Data Subject rights requests should be submitted to [email protected]. VerbaPulse will respond within 30 days.
9. Data Breach Notification
In the event of a Personal Data breach, VerbaPulse will:
- Notify the Controller without undue delay and within 72 hours of becoming aware of the breach.
- Provide the Controller with sufficient information to meet its own notification obligations to supervisory authorities and Data Subjects.
- Cooperate with the Controller and take such reasonable commercial steps as directed by the Controller to assist in the investigation, mitigation, and remediation of the breach.
10. Audits and Compliance
VerbaPulse will make available all information reasonably necessary to demonstrate compliance with this DPA. Enterprise customers may request a security review or questionnaire completion by contacting [email protected].

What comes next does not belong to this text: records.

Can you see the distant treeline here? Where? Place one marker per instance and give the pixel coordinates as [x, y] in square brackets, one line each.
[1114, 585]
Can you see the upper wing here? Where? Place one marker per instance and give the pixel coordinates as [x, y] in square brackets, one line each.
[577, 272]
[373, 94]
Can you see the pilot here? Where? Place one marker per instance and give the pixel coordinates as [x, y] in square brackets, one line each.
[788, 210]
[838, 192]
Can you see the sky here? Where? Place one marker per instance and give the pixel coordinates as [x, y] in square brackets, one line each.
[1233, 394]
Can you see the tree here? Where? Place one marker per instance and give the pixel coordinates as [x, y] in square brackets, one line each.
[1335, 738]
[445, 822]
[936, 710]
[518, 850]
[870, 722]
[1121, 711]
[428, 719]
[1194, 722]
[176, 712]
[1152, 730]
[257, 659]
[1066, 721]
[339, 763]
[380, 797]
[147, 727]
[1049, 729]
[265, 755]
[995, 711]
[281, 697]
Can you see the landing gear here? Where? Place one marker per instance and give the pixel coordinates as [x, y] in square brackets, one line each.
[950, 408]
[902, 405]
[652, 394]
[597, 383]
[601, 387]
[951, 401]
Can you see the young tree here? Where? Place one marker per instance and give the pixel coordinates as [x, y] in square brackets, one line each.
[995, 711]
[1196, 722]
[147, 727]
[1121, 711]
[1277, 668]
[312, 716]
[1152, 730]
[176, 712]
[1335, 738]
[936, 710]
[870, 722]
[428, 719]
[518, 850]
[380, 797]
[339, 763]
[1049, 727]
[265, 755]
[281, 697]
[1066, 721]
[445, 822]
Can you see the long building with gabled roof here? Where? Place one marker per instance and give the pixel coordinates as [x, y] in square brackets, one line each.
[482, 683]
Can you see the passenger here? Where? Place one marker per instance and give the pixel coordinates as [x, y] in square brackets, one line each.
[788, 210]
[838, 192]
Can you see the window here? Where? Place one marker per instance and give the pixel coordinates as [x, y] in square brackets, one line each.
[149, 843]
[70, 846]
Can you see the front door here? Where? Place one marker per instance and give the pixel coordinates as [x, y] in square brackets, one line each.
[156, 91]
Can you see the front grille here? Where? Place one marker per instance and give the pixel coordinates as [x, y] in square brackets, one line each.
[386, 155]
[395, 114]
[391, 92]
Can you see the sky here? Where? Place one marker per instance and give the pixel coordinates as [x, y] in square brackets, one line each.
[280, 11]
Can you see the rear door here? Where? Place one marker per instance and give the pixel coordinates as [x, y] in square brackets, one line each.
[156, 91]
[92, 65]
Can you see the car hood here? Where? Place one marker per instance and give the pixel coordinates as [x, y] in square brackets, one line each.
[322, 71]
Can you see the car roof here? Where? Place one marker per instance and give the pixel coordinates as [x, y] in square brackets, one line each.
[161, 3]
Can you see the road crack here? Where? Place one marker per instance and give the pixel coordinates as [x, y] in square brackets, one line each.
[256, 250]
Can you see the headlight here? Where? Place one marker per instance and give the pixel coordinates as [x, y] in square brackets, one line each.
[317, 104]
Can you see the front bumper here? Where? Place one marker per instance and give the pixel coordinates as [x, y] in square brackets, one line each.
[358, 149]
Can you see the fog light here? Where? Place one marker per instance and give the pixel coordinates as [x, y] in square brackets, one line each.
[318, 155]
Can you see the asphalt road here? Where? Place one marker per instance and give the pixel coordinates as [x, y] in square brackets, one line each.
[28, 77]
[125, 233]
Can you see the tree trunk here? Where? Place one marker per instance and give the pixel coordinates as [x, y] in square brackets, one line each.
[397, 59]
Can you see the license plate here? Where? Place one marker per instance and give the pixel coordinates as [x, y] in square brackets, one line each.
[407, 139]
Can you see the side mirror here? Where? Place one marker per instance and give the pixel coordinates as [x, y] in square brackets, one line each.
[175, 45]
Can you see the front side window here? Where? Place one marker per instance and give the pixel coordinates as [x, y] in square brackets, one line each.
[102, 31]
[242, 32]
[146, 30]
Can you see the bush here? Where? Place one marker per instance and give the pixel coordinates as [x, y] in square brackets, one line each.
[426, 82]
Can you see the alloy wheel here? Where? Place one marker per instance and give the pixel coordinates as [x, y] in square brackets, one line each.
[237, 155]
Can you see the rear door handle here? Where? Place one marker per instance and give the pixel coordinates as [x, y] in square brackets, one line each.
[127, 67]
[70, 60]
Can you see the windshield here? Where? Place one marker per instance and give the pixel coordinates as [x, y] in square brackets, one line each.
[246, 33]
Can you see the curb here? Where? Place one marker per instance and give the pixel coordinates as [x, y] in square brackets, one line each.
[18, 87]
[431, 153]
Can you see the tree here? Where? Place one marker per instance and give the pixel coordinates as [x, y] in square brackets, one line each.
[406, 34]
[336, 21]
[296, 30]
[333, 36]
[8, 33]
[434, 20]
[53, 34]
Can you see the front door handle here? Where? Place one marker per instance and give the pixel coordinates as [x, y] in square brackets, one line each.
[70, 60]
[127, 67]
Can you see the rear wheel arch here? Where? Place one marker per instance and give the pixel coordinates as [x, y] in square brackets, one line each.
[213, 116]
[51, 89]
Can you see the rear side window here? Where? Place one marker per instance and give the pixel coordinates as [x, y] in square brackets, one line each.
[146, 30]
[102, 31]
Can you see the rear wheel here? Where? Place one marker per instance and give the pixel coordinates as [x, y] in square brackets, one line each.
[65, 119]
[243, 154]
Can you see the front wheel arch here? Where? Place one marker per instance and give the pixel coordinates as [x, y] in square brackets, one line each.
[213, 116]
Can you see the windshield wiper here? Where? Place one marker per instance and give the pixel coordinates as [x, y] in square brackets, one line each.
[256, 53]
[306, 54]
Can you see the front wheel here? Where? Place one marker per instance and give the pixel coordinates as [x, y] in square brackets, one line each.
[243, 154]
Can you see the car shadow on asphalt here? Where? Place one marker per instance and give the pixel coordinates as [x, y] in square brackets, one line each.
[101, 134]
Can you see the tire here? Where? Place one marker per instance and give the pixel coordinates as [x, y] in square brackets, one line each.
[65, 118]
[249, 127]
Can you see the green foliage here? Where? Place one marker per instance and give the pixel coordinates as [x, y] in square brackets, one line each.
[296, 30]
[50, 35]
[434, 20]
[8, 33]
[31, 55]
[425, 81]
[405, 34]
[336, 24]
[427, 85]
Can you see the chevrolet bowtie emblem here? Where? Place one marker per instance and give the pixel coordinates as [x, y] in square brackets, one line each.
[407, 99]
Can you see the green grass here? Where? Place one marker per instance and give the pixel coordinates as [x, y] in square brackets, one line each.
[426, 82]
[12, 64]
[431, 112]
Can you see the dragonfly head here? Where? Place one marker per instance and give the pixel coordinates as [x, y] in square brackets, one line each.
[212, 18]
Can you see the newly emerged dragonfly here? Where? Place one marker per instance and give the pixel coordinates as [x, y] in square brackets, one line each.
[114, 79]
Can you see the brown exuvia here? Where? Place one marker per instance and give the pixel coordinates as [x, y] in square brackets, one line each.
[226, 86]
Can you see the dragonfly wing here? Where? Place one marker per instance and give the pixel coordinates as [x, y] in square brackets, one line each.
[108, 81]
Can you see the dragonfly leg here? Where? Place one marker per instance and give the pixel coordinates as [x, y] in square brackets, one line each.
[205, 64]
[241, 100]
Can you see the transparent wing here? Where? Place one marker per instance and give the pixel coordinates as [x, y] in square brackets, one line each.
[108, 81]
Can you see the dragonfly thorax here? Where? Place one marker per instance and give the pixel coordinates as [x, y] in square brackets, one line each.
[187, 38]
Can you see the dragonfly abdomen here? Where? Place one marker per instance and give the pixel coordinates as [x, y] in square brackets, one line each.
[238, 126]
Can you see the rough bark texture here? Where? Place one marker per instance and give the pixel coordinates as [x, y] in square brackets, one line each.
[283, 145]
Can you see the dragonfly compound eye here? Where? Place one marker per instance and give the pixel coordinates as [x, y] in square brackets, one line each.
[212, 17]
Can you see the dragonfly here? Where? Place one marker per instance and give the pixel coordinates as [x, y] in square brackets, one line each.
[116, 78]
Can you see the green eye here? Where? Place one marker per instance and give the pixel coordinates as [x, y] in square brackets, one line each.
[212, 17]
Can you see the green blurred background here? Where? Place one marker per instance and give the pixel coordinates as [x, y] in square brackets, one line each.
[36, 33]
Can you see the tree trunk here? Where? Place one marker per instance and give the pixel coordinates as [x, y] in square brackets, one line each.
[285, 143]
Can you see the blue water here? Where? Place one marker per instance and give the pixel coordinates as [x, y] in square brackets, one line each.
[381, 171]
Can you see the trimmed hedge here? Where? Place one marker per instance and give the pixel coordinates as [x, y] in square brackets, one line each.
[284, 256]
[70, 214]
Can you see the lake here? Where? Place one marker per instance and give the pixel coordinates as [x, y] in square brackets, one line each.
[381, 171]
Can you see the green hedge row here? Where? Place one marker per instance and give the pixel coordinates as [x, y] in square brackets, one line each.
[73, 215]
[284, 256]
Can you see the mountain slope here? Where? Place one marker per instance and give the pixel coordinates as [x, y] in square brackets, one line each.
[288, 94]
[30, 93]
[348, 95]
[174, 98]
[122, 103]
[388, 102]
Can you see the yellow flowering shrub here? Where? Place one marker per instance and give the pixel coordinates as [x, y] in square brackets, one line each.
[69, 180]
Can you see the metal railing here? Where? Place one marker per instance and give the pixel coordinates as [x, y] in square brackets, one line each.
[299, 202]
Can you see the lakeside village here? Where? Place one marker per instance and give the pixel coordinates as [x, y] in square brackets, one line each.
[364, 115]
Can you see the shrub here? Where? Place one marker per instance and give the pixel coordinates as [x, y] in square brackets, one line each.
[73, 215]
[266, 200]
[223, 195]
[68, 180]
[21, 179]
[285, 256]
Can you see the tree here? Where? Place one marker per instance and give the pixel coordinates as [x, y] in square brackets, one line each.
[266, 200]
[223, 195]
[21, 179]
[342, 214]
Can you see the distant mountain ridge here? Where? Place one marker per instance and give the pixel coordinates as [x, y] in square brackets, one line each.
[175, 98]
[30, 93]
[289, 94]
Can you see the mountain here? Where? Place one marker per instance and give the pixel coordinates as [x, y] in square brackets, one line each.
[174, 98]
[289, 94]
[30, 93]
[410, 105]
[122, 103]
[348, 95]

Where applicable law requires an audit, the Controller may conduct one (or appoint a mutually agreed third party) upon 30 days' written notice, at the Controller's cost, no more than once per year, and subject to reasonable confidentiality terms.
11. Governing Law
This DPA is governed by the same law as the Terms of Service. Where the GDPR applies, this DPA is intended to comply with the requirements of Article 28 GDPR.
12. Precedence
In the event of any conflict between this DPA and the Terms of Service with respect to the processing of Personal Data, this DPA shall take precedence.